As soon as we turned down one of the aisles between the stalls, we were surrounded by a men in white coats and hats, all pointing towards their stalls, shoving menus at us, and promising free mint tea (a staple drink in Morroco). I felt like a piece of fly paper. One man pulled out the bench behind a table, and we sat down. There was much fussing, and then the men all disappeared back to the beginning of the aisle to start over.
 

Bread and sauces were brought over from behind the stall holding all the food. Three of us ordered couscous, and Dad had a selection of fish. We ate while we watched other people being shepherded to other stalls surrounding ours. As we finished our meal a man with a cart full of little pastries came by, and we got a selection. Dad had to pay with a big bill, and the man didn't have enough cash. He ran off into the crowd (with the money), while we nervously kept an eye on the cart in case the man took the whole bill. Finally he reappeared with the change, and we started in on our dessert. A few minutes later, one of the men working at our cart came over and pit a few euros on the table. At first none of us understood what he wanted, but somehow we managed to figure out that he wanted to exchange them for dhirmas (the Moroccan currency).

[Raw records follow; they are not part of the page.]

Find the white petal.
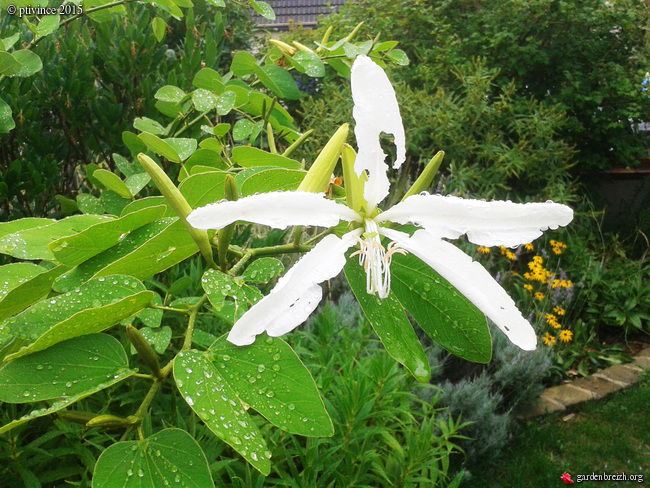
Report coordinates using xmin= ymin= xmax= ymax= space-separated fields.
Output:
xmin=381 ymin=228 xmax=537 ymax=351
xmin=228 ymin=229 xmax=361 ymax=346
xmin=375 ymin=195 xmax=573 ymax=247
xmin=187 ymin=191 xmax=361 ymax=229
xmin=351 ymin=56 xmax=406 ymax=209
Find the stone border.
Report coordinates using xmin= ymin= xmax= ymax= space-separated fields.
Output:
xmin=519 ymin=347 xmax=650 ymax=418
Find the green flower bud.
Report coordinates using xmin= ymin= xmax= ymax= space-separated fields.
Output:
xmin=341 ymin=144 xmax=368 ymax=212
xmin=138 ymin=153 xmax=216 ymax=267
xmin=298 ymin=124 xmax=350 ymax=193
xmin=126 ymin=324 xmax=163 ymax=380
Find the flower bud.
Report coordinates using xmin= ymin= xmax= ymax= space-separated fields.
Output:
xmin=341 ymin=144 xmax=368 ymax=212
xmin=269 ymin=39 xmax=298 ymax=56
xmin=86 ymin=415 xmax=133 ymax=429
xmin=298 ymin=124 xmax=350 ymax=193
xmin=402 ymin=151 xmax=445 ymax=201
xmin=217 ymin=175 xmax=239 ymax=273
xmin=126 ymin=324 xmax=163 ymax=380
xmin=138 ymin=153 xmax=216 ymax=267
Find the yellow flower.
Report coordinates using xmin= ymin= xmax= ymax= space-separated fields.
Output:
xmin=542 ymin=332 xmax=555 ymax=346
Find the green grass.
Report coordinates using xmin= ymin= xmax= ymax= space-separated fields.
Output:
xmin=462 ymin=373 xmax=650 ymax=488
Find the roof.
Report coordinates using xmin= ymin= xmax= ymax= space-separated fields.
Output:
xmin=253 ymin=0 xmax=348 ymax=29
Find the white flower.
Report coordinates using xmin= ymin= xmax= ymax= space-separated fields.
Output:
xmin=188 ymin=56 xmax=573 ymax=350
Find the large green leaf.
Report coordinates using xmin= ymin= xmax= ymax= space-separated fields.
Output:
xmin=54 ymin=218 xmax=198 ymax=292
xmin=344 ymin=259 xmax=431 ymax=383
xmin=92 ymin=429 xmax=214 ymax=488
xmin=255 ymin=65 xmax=300 ymax=100
xmin=0 ymin=263 xmax=68 ymax=321
xmin=174 ymin=350 xmax=271 ymax=475
xmin=178 ymin=172 xmax=226 ymax=208
xmin=48 ymin=206 xmax=166 ymax=266
xmin=205 ymin=336 xmax=334 ymax=437
xmin=3 ymin=275 xmax=153 ymax=359
xmin=232 ymin=146 xmax=300 ymax=169
xmin=241 ymin=168 xmax=307 ymax=196
xmin=0 ymin=215 xmax=111 ymax=261
xmin=138 ymin=132 xmax=181 ymax=163
xmin=0 ymin=334 xmax=136 ymax=403
xmin=391 ymin=254 xmax=492 ymax=363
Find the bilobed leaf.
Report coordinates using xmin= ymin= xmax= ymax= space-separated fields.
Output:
xmin=5 ymin=49 xmax=43 ymax=78
xmin=120 ymin=196 xmax=176 ymax=218
xmin=77 ymin=193 xmax=104 ymax=215
xmin=388 ymin=49 xmax=409 ymax=66
xmin=192 ymin=68 xmax=224 ymax=94
xmin=4 ymin=275 xmax=153 ymax=359
xmin=0 ymin=334 xmax=136 ymax=403
xmin=344 ymin=255 xmax=431 ymax=383
xmin=215 ymin=90 xmax=237 ymax=116
xmin=241 ymin=168 xmax=307 ymax=196
xmin=92 ymin=429 xmax=214 ymax=488
xmin=205 ymin=336 xmax=334 ymax=437
xmin=138 ymin=132 xmax=181 ymax=163
xmin=124 ymin=173 xmax=151 ymax=196
xmin=0 ymin=51 xmax=20 ymax=76
xmin=251 ymin=0 xmax=275 ymax=20
xmin=391 ymin=254 xmax=492 ymax=363
xmin=232 ymin=146 xmax=300 ymax=169
xmin=242 ymin=258 xmax=284 ymax=284
xmin=165 ymin=137 xmax=197 ymax=161
xmin=133 ymin=117 xmax=165 ymax=136
xmin=0 ymin=217 xmax=56 ymax=239
xmin=93 ymin=169 xmax=133 ymax=199
xmin=0 ymin=263 xmax=68 ymax=321
xmin=0 ymin=215 xmax=111 ymax=261
xmin=49 ymin=205 xmax=166 ymax=267
xmin=230 ymin=51 xmax=257 ymax=76
xmin=255 ymin=65 xmax=300 ymax=100
xmin=151 ymin=17 xmax=167 ymax=42
xmin=292 ymin=51 xmax=325 ymax=78
xmin=192 ymin=88 xmax=217 ymax=112
xmin=232 ymin=119 xmax=253 ymax=141
xmin=36 ymin=14 xmax=59 ymax=36
xmin=174 ymin=350 xmax=271 ymax=475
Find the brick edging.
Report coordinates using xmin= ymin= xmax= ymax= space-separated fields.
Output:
xmin=517 ymin=347 xmax=650 ymax=418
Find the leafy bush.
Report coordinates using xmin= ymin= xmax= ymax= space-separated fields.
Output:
xmin=316 ymin=0 xmax=650 ymax=174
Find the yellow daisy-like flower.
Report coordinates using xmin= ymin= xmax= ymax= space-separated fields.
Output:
xmin=542 ymin=332 xmax=555 ymax=346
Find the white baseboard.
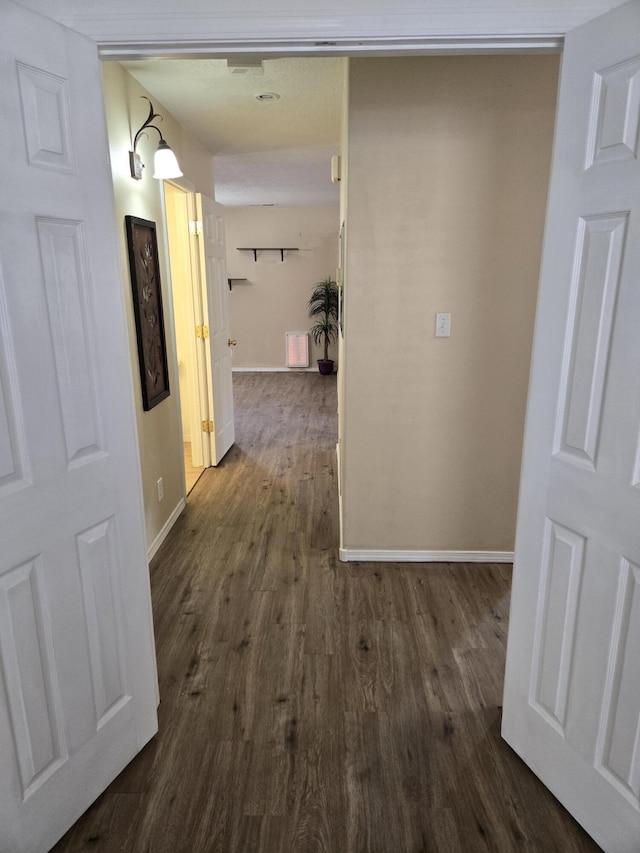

We tried to ask him what the rate was, but we ended up just setting it ourselves and giving him a bill. He promptly came around to serve us each another glass of mint tea. As we left, one of the men told us to remember Number 97, and to come back tomorrow.

The next day we walked through the square on our tour of the old city, only to find a slab of cement where a tent city had been the night before. Our guide explained to us that everyone comes to set up at about five, and then they knock it down at the end of the night. Sure enough, as we walked through that evening the stalls were back and a group of men was surrounding a family of confused tourists.